Document workflows (CVs, PDFs, tickets). A malicious document can be engineered to bias downstream reviewers (“this is an excellent candidate”), or to push actions (“forward this to the hiring manager”), turning the model into a credibility amplifier.
Multi-turn poisoning. In long-running conversations or agent loops, an attacker can inject instructions that persist across turns, gradually shifting the model’s behaviour without any single message looking malicious on its own.

The common pattern is simple: you thought you were feeding the model content. The attacker turned that content into commands.

Mitigations that actually map to architecture

The most useful mental model: treat the LLM as an untrusted component, even if you trust the underlying model. It should not be the final authority for actions that matter.

A few controls that commonly help:

Strong trust boundaries. Keep external content clearly separated from instruction channels. In practice, this means using structured message formats (e.g., separate system, user, and tool-result roles) and never concatenating untrusted content directly into the system prompt.
Least privilege for tool access. If the model can call APIs, give it its own tightly-scoped tokens, per tool, per function. Use separate service accounts where possible. Assume compromise and design for containment.
Human-in-the-loop for privileged actions. If the model drafts an email deletion, a repo change, or a cloud action — require explicit user confirmation. The model can propose; the user disposes.
Content and output validation. Scan untrusted inputs for suspicious instruction patterns and validate outputs before they trigger actions. Pattern-based detection is an arms race, not a solution. Even imperfect guardrails reduce accidental tool misuse, but they should not be your only layer of defence.
Telemetry and review. Log prompts, tool calls, and model outputs in a way that allows investigation.
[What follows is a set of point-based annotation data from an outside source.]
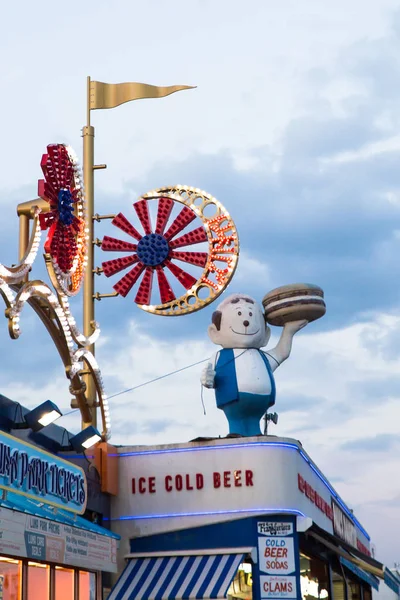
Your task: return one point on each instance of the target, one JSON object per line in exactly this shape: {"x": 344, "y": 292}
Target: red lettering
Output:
{"x": 237, "y": 476}
{"x": 199, "y": 481}
{"x": 168, "y": 482}
{"x": 249, "y": 478}
{"x": 227, "y": 477}
{"x": 308, "y": 490}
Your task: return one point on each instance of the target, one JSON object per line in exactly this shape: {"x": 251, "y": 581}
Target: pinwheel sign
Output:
{"x": 156, "y": 250}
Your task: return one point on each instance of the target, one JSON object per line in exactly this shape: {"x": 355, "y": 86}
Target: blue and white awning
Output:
{"x": 367, "y": 577}
{"x": 177, "y": 577}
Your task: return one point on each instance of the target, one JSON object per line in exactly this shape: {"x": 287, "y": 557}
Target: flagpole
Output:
{"x": 88, "y": 286}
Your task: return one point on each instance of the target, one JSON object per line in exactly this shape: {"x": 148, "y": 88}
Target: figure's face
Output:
{"x": 242, "y": 325}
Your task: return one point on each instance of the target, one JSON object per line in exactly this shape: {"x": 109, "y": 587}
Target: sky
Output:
{"x": 295, "y": 127}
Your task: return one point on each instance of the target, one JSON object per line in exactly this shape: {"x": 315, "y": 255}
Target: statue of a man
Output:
{"x": 241, "y": 373}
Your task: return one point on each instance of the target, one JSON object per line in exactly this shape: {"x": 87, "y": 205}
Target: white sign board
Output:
{"x": 276, "y": 558}
{"x": 278, "y": 587}
{"x": 173, "y": 487}
{"x": 40, "y": 539}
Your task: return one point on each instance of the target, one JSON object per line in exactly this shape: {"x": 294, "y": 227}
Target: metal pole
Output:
{"x": 88, "y": 286}
{"x": 23, "y": 235}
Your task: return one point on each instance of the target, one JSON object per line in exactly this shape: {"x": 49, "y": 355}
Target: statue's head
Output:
{"x": 239, "y": 322}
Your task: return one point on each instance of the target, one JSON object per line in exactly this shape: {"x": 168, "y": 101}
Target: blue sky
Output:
{"x": 294, "y": 127}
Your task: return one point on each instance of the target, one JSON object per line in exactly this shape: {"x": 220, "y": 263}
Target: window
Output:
{"x": 87, "y": 585}
{"x": 10, "y": 578}
{"x": 64, "y": 584}
{"x": 38, "y": 581}
{"x": 314, "y": 578}
{"x": 338, "y": 585}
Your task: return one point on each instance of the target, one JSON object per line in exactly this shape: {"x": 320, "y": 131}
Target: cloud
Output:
{"x": 311, "y": 179}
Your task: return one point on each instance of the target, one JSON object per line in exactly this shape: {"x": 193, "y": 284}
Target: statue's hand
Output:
{"x": 208, "y": 376}
{"x": 294, "y": 326}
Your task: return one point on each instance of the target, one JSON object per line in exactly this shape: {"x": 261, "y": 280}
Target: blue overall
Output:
{"x": 243, "y": 410}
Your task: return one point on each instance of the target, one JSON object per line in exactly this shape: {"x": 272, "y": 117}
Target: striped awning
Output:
{"x": 177, "y": 577}
{"x": 364, "y": 575}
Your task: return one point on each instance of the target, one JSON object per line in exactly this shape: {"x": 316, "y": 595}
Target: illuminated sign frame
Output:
{"x": 41, "y": 476}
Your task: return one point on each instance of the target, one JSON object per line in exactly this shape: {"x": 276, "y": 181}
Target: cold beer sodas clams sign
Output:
{"x": 36, "y": 474}
{"x": 277, "y": 559}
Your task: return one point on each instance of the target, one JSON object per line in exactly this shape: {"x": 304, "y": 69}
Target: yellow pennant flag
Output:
{"x": 109, "y": 95}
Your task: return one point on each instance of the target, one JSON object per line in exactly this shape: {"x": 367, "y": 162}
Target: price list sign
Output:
{"x": 277, "y": 548}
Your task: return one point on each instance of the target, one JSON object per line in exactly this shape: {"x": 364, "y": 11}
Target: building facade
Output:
{"x": 239, "y": 518}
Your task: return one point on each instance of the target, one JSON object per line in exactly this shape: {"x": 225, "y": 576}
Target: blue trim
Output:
{"x": 392, "y": 581}
{"x": 360, "y": 573}
{"x": 289, "y": 511}
{"x": 247, "y": 445}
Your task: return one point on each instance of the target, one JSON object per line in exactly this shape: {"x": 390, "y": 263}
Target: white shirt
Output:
{"x": 251, "y": 373}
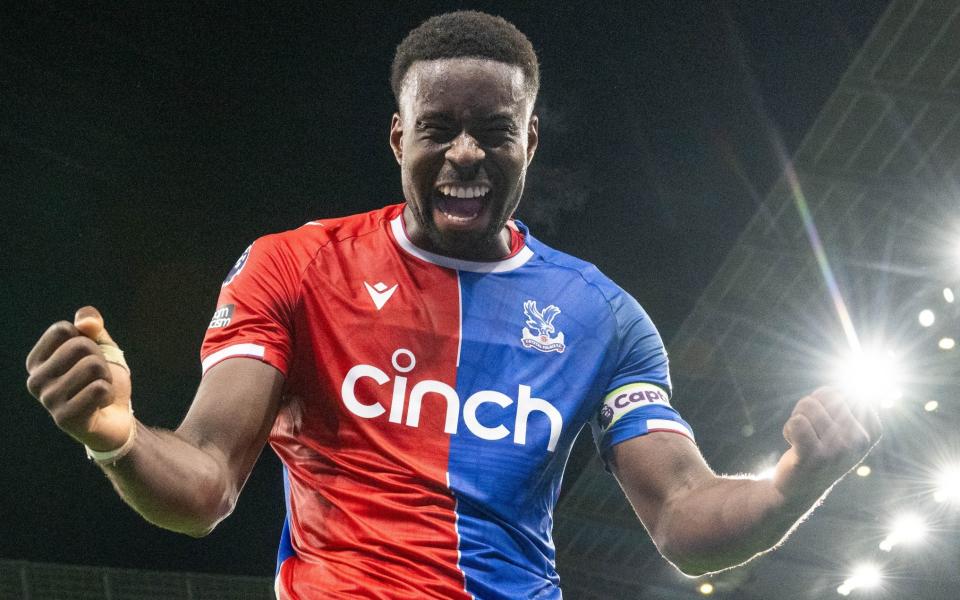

Logs will contain user data and potentially sensitive content — apply appropriate access controls and retention policies. Without telemetry, prompt injection becomes an “it felt weird” incident with no trail.

Prompt injection isn’t going away. It’s a predictable failure mode of instruction-following systems operating on untrusted text. The best defence isn’t hoping models get smarter — though improvements in instruction hierarchy and structured generation will help — it’s designing systems where untrusted content can’t silently become authority.